Sunday, October 23, 2011

Veggie Enchilada

Every time I go out drinking with friends in the city I crave Mexican food at the end of the night. This usually results in me binging on a massive amount of steak nachos. Lately however, this super healthy enchilada recipe has become a staple in my diet and I am convinced that eating it regularly has helped to control these late night cravings - at least to some extent.
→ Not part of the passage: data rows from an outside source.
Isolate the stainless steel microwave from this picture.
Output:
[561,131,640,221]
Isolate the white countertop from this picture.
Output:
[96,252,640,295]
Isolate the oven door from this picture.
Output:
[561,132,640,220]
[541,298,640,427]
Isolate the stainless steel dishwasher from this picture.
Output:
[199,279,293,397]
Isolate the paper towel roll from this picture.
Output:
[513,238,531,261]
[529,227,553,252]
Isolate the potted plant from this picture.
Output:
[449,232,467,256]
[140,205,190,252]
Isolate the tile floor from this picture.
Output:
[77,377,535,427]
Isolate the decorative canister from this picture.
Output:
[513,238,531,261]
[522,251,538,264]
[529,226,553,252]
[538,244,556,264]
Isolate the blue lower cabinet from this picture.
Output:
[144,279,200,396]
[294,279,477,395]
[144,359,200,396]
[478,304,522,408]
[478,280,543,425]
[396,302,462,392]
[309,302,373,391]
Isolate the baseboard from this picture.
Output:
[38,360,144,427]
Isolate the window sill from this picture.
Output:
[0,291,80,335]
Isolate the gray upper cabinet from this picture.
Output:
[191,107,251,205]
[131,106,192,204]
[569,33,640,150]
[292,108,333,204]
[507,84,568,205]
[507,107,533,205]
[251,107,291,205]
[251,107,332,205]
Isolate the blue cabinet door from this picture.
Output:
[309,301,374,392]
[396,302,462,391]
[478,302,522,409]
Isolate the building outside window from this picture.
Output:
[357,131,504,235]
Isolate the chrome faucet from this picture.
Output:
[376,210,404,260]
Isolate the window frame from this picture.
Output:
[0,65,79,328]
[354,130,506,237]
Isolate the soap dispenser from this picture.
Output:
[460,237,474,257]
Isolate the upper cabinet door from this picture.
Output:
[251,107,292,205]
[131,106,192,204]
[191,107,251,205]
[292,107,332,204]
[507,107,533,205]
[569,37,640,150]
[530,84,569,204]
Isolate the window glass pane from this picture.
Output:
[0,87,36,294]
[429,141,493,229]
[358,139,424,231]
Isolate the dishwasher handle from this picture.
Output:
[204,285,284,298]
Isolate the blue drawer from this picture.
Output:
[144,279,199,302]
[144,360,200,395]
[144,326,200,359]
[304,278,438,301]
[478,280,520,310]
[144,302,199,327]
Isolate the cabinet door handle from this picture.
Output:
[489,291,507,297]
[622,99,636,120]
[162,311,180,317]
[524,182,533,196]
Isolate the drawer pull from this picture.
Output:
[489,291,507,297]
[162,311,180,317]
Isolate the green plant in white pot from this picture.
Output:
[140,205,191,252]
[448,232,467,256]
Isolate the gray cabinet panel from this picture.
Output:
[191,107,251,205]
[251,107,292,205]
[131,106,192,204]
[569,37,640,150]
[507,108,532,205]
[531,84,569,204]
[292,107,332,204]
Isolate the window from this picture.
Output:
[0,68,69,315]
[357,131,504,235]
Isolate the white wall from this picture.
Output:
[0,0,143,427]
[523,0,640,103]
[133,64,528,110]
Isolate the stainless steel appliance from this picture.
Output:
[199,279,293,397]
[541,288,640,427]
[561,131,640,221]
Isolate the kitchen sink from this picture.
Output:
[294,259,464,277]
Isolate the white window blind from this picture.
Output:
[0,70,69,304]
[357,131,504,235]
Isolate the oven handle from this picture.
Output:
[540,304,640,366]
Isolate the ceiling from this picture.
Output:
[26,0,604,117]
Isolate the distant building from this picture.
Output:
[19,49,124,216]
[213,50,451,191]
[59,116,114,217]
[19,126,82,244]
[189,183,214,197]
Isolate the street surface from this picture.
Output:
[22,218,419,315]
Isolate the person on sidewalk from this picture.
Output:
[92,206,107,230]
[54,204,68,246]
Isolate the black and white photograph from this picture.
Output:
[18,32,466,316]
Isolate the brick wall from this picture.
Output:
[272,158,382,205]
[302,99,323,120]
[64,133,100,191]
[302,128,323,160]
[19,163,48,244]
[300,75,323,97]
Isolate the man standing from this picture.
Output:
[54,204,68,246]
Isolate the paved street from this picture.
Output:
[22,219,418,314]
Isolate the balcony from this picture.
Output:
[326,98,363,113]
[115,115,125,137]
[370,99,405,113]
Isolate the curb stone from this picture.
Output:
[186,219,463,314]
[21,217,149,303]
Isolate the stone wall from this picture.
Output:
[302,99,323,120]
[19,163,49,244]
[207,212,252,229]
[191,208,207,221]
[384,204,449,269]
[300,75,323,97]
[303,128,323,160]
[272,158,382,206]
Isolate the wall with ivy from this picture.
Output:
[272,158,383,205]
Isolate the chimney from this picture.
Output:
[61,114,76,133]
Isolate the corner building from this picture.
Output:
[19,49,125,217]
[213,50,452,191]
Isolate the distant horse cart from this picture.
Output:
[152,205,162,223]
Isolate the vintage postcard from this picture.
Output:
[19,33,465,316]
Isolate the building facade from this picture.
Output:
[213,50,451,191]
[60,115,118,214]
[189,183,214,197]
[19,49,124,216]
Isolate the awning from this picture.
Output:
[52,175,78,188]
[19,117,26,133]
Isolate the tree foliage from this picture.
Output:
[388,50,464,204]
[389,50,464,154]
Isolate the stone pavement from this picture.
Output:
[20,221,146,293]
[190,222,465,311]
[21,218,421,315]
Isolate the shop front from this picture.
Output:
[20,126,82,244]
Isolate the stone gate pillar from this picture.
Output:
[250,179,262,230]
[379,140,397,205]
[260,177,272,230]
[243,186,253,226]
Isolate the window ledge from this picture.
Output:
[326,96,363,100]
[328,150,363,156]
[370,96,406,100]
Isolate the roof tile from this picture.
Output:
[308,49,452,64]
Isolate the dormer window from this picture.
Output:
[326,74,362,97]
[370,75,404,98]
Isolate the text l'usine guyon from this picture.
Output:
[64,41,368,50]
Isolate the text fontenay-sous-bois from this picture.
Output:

Lots of veggies of your choice- whatever you have! I used a frozen mix of carrots, broccoli, mushrooms, onions, and asparagus.
3 oz. of canned (half of 6 oz. can) or diced tomatoes and green onions (can also use salsa)
1 teaspoon chili powder
Salt and pepper
1 large tortilla
1/4 cup reduced fat shredded Mexican blend cheese
Dollop of nonfat Greek yogurt
Avocado slices

Heat veggies, diced tomatoes and green onions in a large skillet. Add chili powder and salt and pepper to taste. Preheat broiler, place foil on a baking sheet, ans spray it with cooking spray. Lay tortilla on the pan and fill with 3/4 of the veggie mixture. Roll up the tortilla and poor the remainder of the veggie mixture on top. Sprinkle with cheese and broil on high for 6 minutes. Top with Greek yogurt and avocado slices.